On this day in 1956, five young missionaries, Jim Elliot, Nate Saint, Ed McCully, Peter Fleming, and Roger Youderian, established a camp at “Palm Beach”, a sandbar along the Curaray River, which runs through the rainforest of Ecuador. Their goal, their task, was to reach the Auca Indians with the Gospel. For several months, these young men have been flying over the village of the Auca Indians, dropping off gifts to the village from their plane. When they felt the time was right, they landed their plane on a wide sand strip and set up a camp, hoping to make contact with the Indians and begin to preach to them the Gospel.
On this day in 1970, Gladys Aylward died. While attending a revival service as a young woman, Gladys was stirred to serve as a foreign missionary. After being rejected by the China Inland mission, Gladys heard of a 73-year old missionary woman, Jeanie Lawson, who was looking for someone to work with her in China. Gladys quickly grabbed the opportunity and was soon on her way to China. The two woman set up a mission along a high-traffic caravan route. They opened the mission as an inn for weary travelers. After giving the travelers good food and a place to sleep, they taught them from the Bible about Christ. After the travelers left the mission, they carried the message they just heard along the rest of the caravan route to their final destination.
After the death of Mrs. Lawson, Gladys took her influence and Christian teaching to a governmental level. She became the inspector on the new banning of foot binding (an ancient practice of tying Chinese girl’s feet together to make them small), which allowed her to travel the country, helping woman and teaching about God’s love. When the Japanese invaded China during WWII, Gladys worked on behalf of the Chinese government. Her work was so powerful that the Japanese put a reward out for her capture, the same amount as the reward for the Chinese Mandarin, or emperor. When a fellow Christian friend begged Gladys to leave, she replied “A Christian never retreats!” As she grew older, Gladys’s health began to deteriorate and she returned to England, where she traveled around the country and spoke at many churches.

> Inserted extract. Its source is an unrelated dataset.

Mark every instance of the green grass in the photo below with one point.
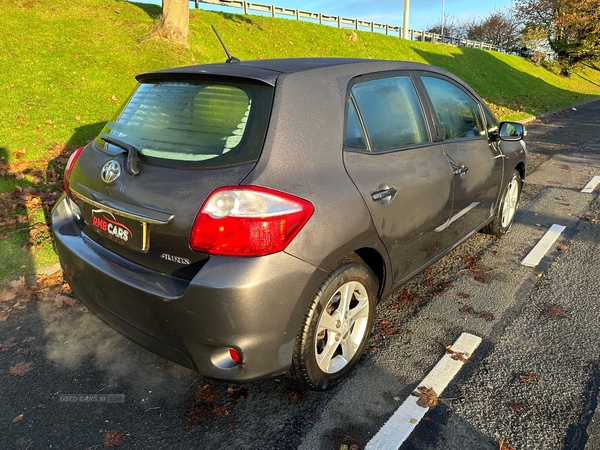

On this day in 1745, David Brainerd set aside his entire day for prayer and fasting. For two years, Brainerd worked tirelessly among the Indians. His weak, frail body faced hardship, pain, and disease. But all his work seemed in vain. Few of the Indians listened to him and some even wanted to kill him. His own translator was an alcoholic and would at times translate Brainerd’s messages while he was drunk. David Brainerd became extremely depressed and withdrawn. He felt that these two years were absolutely wasted. When 1745 came around, Brainerd knew that the task he faced, the challenges ahead, were too big for him to overcome. So he set aside the entire day of January third to simply go before God and beg for an outpouring of spiritual power. He clung especially to the promise in John seven, “He that believeth on me, as the scripture hath said, out of his belly shall flow rivers of living water”. As Brainerd’s year unfolded, God answered his prayer. David’s translator was converted and an immediate change overcame him. He began to translate with a power, fervency, and emotion that he had lacked before. Scores of Indians soon decided to follow follow Christ. Though he died just a few years after this, David Brainerd’s life became a challenge and example to countless others and his diary is one of the most influencial writings of Early American Christians. What could God do in your life and ministry if you would simply spend a day pleading for Him?